Model Dataset Parameters version nerblackbox reported
bert-base-cased conll2003 {"from_preset": "original", "multiple_runs": 3, "max_epochs": 5, "lr_warmup_epochs": 0} 1.0.0 0.946(1) 0.951 reference
distilbert-base-multilingual-cased conll2003 {"from_preset": "original", "multiple_runs": 3, "max_epochs": 3, "lr_warmup_epochs": 0} 1.0.0 0.943(1) 0.941 reference
dmis-lab/biobert-base-cased-v1.2 ncbi_disease {"from_preset": "original", "multiple_runs": 3, "max_epochs": 3, "lr_warmup_epochs": 0, "batch_size": 4} 1.0.0 0.855(4) 0.845 reference
distilroberta-base conll2003 {"from_preset": "original", "multiple_runs": 3, "max_epochs": 6, "lr_warmup_epochs": 0, "batch_size": 32, "lr_max": 5e-5} 1.0.0 0.953(1) 0.953 reference
microsoft/deberta-base conll2003 {"from_preset": "original", "multiple_runs": 3, "max_epochs": 5, "lr_warmup_epochs": 0, "batch_size": 16, "lr_max": 5e-5} 1.0.0 0.957(1) 0.961 reference

Each model was fine-tuned multiple times using nerblackbox and different random seeds. The resulting uncertainty of the mean value is specified in parentheses and refers to the last digit. In all cases, the evaluation was conducted on the respective validation dataset.

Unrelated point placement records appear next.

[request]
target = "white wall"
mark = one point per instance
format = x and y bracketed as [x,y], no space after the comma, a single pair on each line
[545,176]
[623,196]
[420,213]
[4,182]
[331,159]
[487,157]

Note that small, systematic differences are to be expected as the reported results were created using very similar yet slightly different hyperparameters.

The results may be reproduced using the following code:

reproduction of training results

from nerblackbox import Dataset, Training

dataset = Dataset(name=<dataset>, source="HF")
dataset.set_up()

parameters = {"from_preset": "original", [..]}
training = Training("training", model="<model>", dataset="<dataset>", **parameters)
training.run()

result = training.get_result(metric="f1", level="entity", phase="validation")
print(result)
Note that the first use of nerblackbox requires the creation of a Store.


Evaluation

Model Dataset Phase version nerblackbox evaluate reported
dslim/bert-base-NER conll2003 validation 1.0.0 0.951 0.951 0.951 reference
jordyvl/biobert-base-cased-v1.2_ncbi_disease-softmax-labelall-ner ncbi_disease validation 1.0.0 0.845 0.845 0.845 reference
fhswf/bert_de_ner germeval_14 test 1.0.0 0.818 0.818 0.829 reference
philschmid/distilroberta-base-ner-conll2003 conll2003 validation 1.0.0 0.955 0.955 0.953 reference
philschmid/distilroberta-base-ner-conll2003 conll2003 test 1.0.0 0.913 0.913 0.907 reference
projecte-aina/roberta-base-ca-cased-ner projecte-aina/ancora-ca-ner test 1.0.0 0.896 0.896 0.881 reference
gagan3012/bert-tiny-finetuned-ner conll2003 validation 1.0.0 0.847 --- 0.818 reference
malduwais/distilbert-base-uncased-finetuned-ner conll2003 test 1.0.0 0.894 --- 0.930 reference
IIC/bert-base-spanish-wwm-cased-ehealth_kd ehealth_kd test 1.0.0 0.825 --- 0.843 reference
drAbreu/bioBERT-NER-BC2GM_corpus bc2gm_corpus test 1.0.0 0.808 --- 0.815 reference
geckos/deberta-base-fine-tuned-ner conll2003 validation 1.0.0 0.962 --- 0.961 reference

The results may be reproduced using the following code:

reproduction of evaluation results

###############
# nerblackbox
###############
from nerblackbox import Model
model = Model.from_huggingface("<model>", "<dataset>")
results_nerblackbox = model.evaluate_on_dataset("<dataset>", phase="<phase>")
print(results_nerblackbox["micro"]["entity"]["f1_seqeval"])

###############
# evaluate
###############
from datasets import load_dataset
from evaluate import evaluator
evaluator = evaluator("token-classification")
data = load_dataset("<dataset>", split="<phase>")
results_evaluate = evaluator.compute(
    model_or_pipeline="<model>",
    data=data,
    metric="seqeval",
)
print(results_evaluate["overall_f1"])
Note that the first use of nerblackbox requires the creation of a Store.

Evaluation using the evaluate library fails for some of the tested datasets (---). For all cases where it works, we find that results from nerblackbox and evaluate are in agreement. In contrast, the self-reported results on HuggingFace sometimes differ.